Datangnya digitalisasi serta adaptasi teknologi membuat orang tuanya mendiversifikasi produk menjadi kipas. Pertimbangannya, kipas bisa multifungsi karena semua orang bisa memanfaatkan serta menggunakannya dalam berbagai situasi. Beda dengan lukisan, hanya sebatas menjadi pajangan.
Ada dua tipe kipas yang diproduksi. Pertama, kipas dari kayu yang dijual senilai Rp900.000 per biji hingga Rp3 juta per biji. Kedua, kipas kain mulai dari harga Rp100.000 per biji. Lukisan yang paling banyak digambar seperti florafauna dan tarian, hingga wayang kamasan.
Melihat adanya transformasi tersebut, Laras membantu orang tuanya khususnya berkaitan dengan digitalisasi. Kolaborasi inilah yang mulai lambat laun berdampak positif terhadap pendapatan.
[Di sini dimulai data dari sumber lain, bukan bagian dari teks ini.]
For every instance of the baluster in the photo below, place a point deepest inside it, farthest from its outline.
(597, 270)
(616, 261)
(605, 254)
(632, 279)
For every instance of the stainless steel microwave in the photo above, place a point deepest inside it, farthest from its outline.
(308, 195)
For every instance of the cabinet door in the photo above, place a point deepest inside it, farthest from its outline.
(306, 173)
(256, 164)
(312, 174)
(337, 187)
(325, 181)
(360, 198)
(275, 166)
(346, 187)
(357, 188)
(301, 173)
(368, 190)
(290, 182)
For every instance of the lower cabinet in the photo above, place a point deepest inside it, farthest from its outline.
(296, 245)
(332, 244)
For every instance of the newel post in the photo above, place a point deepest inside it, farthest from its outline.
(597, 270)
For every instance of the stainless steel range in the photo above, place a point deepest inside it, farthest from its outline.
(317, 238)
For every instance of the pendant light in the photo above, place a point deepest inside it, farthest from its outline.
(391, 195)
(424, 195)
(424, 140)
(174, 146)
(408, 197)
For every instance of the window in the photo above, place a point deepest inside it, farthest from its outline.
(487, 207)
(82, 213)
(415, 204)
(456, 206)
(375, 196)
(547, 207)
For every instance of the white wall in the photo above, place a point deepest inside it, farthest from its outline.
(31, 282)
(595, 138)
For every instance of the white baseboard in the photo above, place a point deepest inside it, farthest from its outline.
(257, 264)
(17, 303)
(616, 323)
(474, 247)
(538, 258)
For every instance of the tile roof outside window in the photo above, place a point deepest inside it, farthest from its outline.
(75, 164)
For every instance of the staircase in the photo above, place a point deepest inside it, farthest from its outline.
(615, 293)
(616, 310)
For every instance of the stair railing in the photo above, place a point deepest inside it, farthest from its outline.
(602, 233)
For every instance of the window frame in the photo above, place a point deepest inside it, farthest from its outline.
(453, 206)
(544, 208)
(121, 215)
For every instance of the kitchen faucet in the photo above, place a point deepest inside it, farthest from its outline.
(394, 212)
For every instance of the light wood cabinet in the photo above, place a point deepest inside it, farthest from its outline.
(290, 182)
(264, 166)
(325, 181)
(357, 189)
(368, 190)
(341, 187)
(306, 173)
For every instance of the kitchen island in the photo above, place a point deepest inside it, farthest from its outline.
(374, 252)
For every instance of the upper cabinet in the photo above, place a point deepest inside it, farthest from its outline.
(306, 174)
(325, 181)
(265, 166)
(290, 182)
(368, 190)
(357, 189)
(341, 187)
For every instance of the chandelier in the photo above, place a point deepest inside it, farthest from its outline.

Dia mulai merambah media sosial serta jalur dagang-el. Keputusan ini diambil karena ketika jalur pemasaran konvensional seperti pameran butuh waktu lama dan tidak bisa setiap hari.
Untuk meningkatkan permintaan, pihaknya membuka orderan pembuatan custom. Melengkapi kemudahan di dunia digital, Kipas Bali mempermudah sistem pembayaran mulai dari metode transfer hingga QRIS. Sistem ini memudahkan pembeli pemilik rekening dari berbagai bank, salah satunya seperti aplikasi PT Bank Rakyat Indonesia Tbk. (BRI), Brimo BRI.
“Sekarang setelah orderan sudah banyak karena berkat promosi. Untuk offline masih tetap ada tapi lebih ke seperti pameran kerajinan dari disperindag atau kementerian,” tuturnya.
Pelanggan Kipas Bali saat ini datang dari berbagai kalangan mulai dari make up artis hingga ibu-ibu pejabat. Hal itu lantaran produknya bisa digunakan tidak hanya untuk membantu beraktivitas saja, melainkan pelengkap berfoto. Untuk memperkuat tim produksi, Kipas Bali kini diperkuat oleh 10 orang perajin pembuatan kipas hingga pelukis. Untuk pemasaran, selain secara digital, Kipas Bali juga ikut dalam pameran-pameran.
Pengamat ekonomi Universitas Pendidikan Nasional (Undiknas) Bali Gede Sri Darma menilai UMKM harus bertransformasi ke digital marketing. Pengalaman Pandemi Covid-19 mengajarkan bahwa UMKM harus bertransforamasi ke digital agar bisa bersaig di era globalisasi. Agar lebih cepat, adopsi digital tersebut menggandeng anak muda.
Menurutnya, di era sekarang bisa memproduksi produk apapun tetapi pemasarannya harus dilakukan secara digital. Adopsi digitalisasi mutlak diperlukan karena era yang sedang digemari sekarnag adalah kepraktisan, efisiensi dan efektivitas baik konsumen maupun produsen. Bagi kedua belah pihak, digitalisasi mempermudah dalam hal memproduksi dan memperoleh produk yang sesuai keinginan.
“Jadi kalau dulu promosnya pakai plang besar. Sekarang tidak perlu, hanya perlu sewa admin saja atau pakai virtual office. Digital marketingnya memang harus anak muda,” tuturnya.
Regional CEO BRI Denpasar Wilayah Bali Nusra Recky Plangiten salah satu adaptasi digital yang ditawarkan oleh pihaknya adalah penggunaan QRIS. Sistem itu merupakan bentuk dukungan perbankan terhadap masyarakat di Pulau Dewata.
Dia menegaskan dengan QRIS BRI, transaksi menjadi lebih mudah dan aman, karena langsung tercatat dan terdapat bukti transaksi setelah pembayaran berhasil.
“Selain itu, transaksi akan lebih praktis karena tidak perlu menyediakan uang kembalian dan dapat dibayarkan dengan m-banking atau e-wallet apapun,” jelasnya.